O podcaster de extrema direita, vendido por milhões a uma plataforma, coloca em questão as responsabilidades desse formato e o futuro dessa mídia.

Joe Rogan Experience/YouTube

Joe Rogan é descrito em seu site como “comediante stand up, fanático por artes marciais mistas, aventureiro psicodélico, apresentador do podcast The Joe Rogan Experience”. É esta última que realmente fez seu nome e, para muitos públicos, também fez o meio de podcasting .

O podcast de Rogan recebe cerca de 200 milhões de downloads por mês, tornando-o o podcaster mais popular dos EUA.
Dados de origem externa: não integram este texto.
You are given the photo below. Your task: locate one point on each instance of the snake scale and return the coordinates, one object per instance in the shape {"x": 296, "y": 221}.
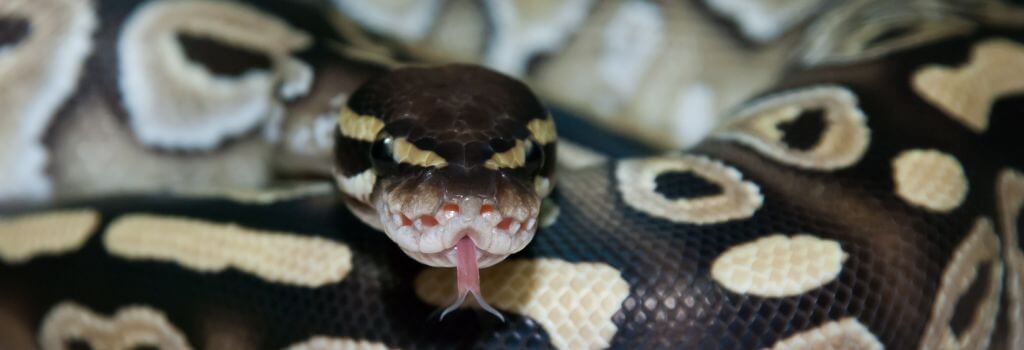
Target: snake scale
{"x": 865, "y": 203}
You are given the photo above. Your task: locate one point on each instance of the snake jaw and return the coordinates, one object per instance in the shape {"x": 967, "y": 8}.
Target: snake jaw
{"x": 468, "y": 277}
{"x": 431, "y": 238}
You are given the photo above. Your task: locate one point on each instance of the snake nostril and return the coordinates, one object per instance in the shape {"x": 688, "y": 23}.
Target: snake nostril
{"x": 484, "y": 209}
{"x": 451, "y": 208}
{"x": 428, "y": 221}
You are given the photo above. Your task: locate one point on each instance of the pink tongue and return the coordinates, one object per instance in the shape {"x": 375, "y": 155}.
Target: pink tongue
{"x": 466, "y": 271}
{"x": 468, "y": 277}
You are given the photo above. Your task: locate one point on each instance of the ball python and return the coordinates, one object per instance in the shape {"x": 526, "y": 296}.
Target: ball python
{"x": 451, "y": 162}
{"x": 863, "y": 204}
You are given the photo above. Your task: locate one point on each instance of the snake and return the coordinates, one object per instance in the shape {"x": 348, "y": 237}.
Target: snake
{"x": 871, "y": 200}
{"x": 451, "y": 163}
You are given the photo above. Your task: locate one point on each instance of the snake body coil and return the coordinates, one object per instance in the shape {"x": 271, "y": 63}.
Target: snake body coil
{"x": 865, "y": 203}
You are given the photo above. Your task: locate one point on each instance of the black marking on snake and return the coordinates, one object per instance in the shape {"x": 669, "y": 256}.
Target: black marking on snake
{"x": 805, "y": 131}
{"x": 971, "y": 300}
{"x": 222, "y": 58}
{"x": 78, "y": 344}
{"x": 12, "y": 31}
{"x": 887, "y": 35}
{"x": 1006, "y": 126}
{"x": 1020, "y": 228}
{"x": 684, "y": 184}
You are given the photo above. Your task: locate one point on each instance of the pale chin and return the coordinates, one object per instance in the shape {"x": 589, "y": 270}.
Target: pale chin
{"x": 448, "y": 258}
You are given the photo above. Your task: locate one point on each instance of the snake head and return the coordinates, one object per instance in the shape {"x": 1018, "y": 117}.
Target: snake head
{"x": 436, "y": 156}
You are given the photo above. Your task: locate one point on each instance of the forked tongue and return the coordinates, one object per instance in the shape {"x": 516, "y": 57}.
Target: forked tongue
{"x": 468, "y": 277}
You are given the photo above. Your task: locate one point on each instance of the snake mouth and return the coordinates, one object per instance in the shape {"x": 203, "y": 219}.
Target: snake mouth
{"x": 431, "y": 237}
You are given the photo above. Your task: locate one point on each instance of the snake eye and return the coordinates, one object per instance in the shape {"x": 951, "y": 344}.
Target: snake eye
{"x": 535, "y": 157}
{"x": 383, "y": 149}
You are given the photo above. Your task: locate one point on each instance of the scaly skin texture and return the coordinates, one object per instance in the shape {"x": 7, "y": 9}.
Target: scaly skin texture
{"x": 845, "y": 206}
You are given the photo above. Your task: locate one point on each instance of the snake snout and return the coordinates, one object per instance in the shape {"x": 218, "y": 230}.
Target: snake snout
{"x": 431, "y": 236}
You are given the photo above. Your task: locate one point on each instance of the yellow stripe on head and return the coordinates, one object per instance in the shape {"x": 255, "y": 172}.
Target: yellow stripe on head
{"x": 543, "y": 130}
{"x": 364, "y": 128}
{"x": 513, "y": 158}
{"x": 406, "y": 151}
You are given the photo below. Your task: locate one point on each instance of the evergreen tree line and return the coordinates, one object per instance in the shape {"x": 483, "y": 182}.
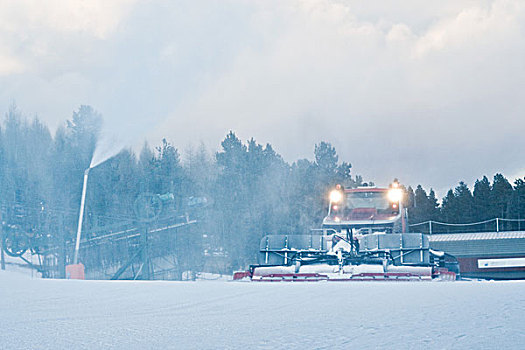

Quando o Spotify assinou um acordo de US$ 100 milhões com Rogan em 2020 pelos direitos exclusivos de seu podcast, a indústria prestou atenção. Antes disso, os podcasts estavam por toda parte, e seu status de “agnóstico de plataforma” (livre de amarras) era fundamental para atrair criadores e público.

O negócio era uma aposta, mas baseada em números. Como o jornalista musical Ted Gioia colocou em maio de 2020, “o Spotify valoriza Rogan mais do que qualquer músico na história do mundo”. A razão? “Um músico precisaria gerar 23 bilhões de streams no Spotify para ganhar o que está pagando a Joe Rogan por seus direitos de podcast”.

O Spotify pode justificar o desembolso espetacular: há uma tonelada de dólares em publicidade a serem feitas em áudio de palavras faladas, onde o podcasting está consumindo o que antes era domínio do rádio. Outros anfitriões de podcast estelares do Spotify incluem Barack Obama e Bruce Springsteen, Príncipe Harry e Meghan Markle.


Por que Joe Rogan é tão popular?

O que é importante sobre Joe Rogan também é o tipo de ouvinte que ele atrai. A Media Monitors diz que a audiência de Rogan é “71% do sexo masculino e dividida igualmente entre os graduados do ensino médio e pós-secundário. Cerca de 57% de seu público relata ganhar mais de US$ 50 mil por ano, com 19% ganhando mais de US$ 100 mil”, com uma idade média de 24 anos.

The Atlantic coloca o gênero no centro de seu apelo, sugerindo que “[Rogan] entende os homens na América melhor do que a maioria das pessoas. O resto do país deve começar a prestar atenção.”

Antes de Rogan assinar com o Spotify, a exclusividade no podcasting era inédita. Em 2001, o “hacker de mídia” norte-americano Dave Winer tornou público o RSS, o feed Really Simple Syndication que poderia “soltar” automaticamente um episódio de podcast online para um assinante. Winer tomou a decisão consciente de tornar o RSS gratuito e universal, a fim de preservar um ethos democrático para podcasting semelhante aos blogs recém-criados que ele adorava.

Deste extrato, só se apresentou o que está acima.